Al principio de la temporada Guillermo Vázquez Herrera declaraba, tímido, que los Pumas dejarían atrás su faceta de defensivos y la afición por fin vería a su conjunto vertical, ofensivo y espectacular. De entre las risas, Universidad fue haciéndose un espacio de respeto. Les costó, lo sufrieron y hasta por un pelo se quedan fuera de la Liguilla. Pero hoy, los Pumas de Memo eliminaron al líder de la competencia y revolucionaron la historia escrita y mandada a favorecer a los cementeros.

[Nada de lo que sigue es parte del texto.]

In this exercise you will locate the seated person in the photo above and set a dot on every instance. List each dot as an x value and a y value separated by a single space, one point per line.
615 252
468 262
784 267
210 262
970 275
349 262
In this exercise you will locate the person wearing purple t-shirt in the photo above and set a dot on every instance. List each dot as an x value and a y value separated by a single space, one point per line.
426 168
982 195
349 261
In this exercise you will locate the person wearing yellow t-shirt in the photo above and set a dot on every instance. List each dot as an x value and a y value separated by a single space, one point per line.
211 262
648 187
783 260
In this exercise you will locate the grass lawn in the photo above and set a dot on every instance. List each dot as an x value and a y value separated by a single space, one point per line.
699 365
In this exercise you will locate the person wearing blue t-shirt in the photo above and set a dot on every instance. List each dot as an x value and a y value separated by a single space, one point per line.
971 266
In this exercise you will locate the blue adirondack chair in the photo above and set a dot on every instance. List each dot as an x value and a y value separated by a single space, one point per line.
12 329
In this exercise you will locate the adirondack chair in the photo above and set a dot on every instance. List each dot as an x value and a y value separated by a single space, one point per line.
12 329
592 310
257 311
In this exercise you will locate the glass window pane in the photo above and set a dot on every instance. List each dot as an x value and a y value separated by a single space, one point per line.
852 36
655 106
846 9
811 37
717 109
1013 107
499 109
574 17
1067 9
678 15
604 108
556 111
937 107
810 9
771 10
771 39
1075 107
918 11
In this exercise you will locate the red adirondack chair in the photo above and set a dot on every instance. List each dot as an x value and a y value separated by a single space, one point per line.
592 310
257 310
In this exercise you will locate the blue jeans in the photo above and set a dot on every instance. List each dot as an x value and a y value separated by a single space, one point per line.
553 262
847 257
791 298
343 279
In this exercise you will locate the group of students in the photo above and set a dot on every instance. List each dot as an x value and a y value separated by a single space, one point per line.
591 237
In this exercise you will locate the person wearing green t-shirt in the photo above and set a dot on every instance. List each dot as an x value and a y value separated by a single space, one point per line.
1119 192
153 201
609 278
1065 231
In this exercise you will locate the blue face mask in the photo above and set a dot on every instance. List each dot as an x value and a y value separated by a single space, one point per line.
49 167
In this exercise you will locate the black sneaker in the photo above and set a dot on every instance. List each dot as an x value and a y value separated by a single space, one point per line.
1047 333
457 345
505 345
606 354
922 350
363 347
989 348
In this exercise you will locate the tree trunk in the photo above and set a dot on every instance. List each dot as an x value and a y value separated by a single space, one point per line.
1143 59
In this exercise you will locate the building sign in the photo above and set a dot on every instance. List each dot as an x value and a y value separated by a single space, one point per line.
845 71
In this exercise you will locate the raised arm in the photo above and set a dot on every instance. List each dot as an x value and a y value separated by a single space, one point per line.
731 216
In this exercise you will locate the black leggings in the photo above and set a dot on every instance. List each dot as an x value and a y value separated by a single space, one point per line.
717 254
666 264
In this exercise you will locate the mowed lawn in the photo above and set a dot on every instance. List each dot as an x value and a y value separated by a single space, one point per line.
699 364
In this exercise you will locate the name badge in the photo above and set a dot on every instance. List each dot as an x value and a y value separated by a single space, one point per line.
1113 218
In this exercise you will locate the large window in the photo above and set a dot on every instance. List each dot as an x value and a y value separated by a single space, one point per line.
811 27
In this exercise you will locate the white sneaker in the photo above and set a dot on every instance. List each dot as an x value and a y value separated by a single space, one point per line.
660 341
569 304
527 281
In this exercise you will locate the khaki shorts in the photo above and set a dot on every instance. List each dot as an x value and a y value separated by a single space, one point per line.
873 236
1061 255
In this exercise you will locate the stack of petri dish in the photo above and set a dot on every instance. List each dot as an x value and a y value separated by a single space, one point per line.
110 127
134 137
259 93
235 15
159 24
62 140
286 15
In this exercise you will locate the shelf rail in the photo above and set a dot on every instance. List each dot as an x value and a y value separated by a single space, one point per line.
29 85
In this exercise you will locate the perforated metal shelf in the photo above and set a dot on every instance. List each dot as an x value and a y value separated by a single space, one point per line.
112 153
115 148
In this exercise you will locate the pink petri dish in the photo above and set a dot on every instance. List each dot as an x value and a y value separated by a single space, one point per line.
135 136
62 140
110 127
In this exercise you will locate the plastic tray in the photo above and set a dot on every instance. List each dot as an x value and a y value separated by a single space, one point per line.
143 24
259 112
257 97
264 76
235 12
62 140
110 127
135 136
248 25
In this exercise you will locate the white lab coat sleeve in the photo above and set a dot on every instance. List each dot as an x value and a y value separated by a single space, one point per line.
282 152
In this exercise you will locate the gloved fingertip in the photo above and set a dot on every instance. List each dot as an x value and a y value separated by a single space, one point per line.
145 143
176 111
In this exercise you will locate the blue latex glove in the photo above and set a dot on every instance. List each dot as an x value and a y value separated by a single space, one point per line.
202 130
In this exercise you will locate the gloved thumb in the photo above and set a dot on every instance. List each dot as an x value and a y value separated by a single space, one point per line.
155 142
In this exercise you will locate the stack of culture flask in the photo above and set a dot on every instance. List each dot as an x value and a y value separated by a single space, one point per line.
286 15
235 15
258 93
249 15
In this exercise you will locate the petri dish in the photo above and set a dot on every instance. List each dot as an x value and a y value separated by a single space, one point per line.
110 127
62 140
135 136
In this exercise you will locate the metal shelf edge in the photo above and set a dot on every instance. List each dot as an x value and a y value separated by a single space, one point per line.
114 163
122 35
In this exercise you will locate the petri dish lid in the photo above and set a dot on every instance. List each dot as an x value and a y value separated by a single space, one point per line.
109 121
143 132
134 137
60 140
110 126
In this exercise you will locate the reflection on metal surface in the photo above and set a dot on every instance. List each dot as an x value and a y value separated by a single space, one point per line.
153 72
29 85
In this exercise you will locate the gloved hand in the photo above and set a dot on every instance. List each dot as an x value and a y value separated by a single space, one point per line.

Se abalanzaron sobre Cruz Azul desde el principio. Bravo, como un demonio, coloreó un golazo legendario digno de llevar a cuestas con la diez en la espalda. Hizo un amague y disparó una bala teledirigida a convulsionar el destino glorioso celeste. Nada que hacer para Corona que simplemente adornó mejor la fotografía colocada en el ángulo por el argentino.

Siguió la intensidad. Contrario al duelo de ida, que aunque no estuvo tan malo careció de argumentos de postemporada, este cotejo de vuelta se vivió al borde del infarto. Iban y venían. Por lo menos antes de que se firmara la media hora de juego, Universidad había despreciado cuatro jugadas clarisímas de gol. Dante, Palencia, Cortés y Pikolín, incluso.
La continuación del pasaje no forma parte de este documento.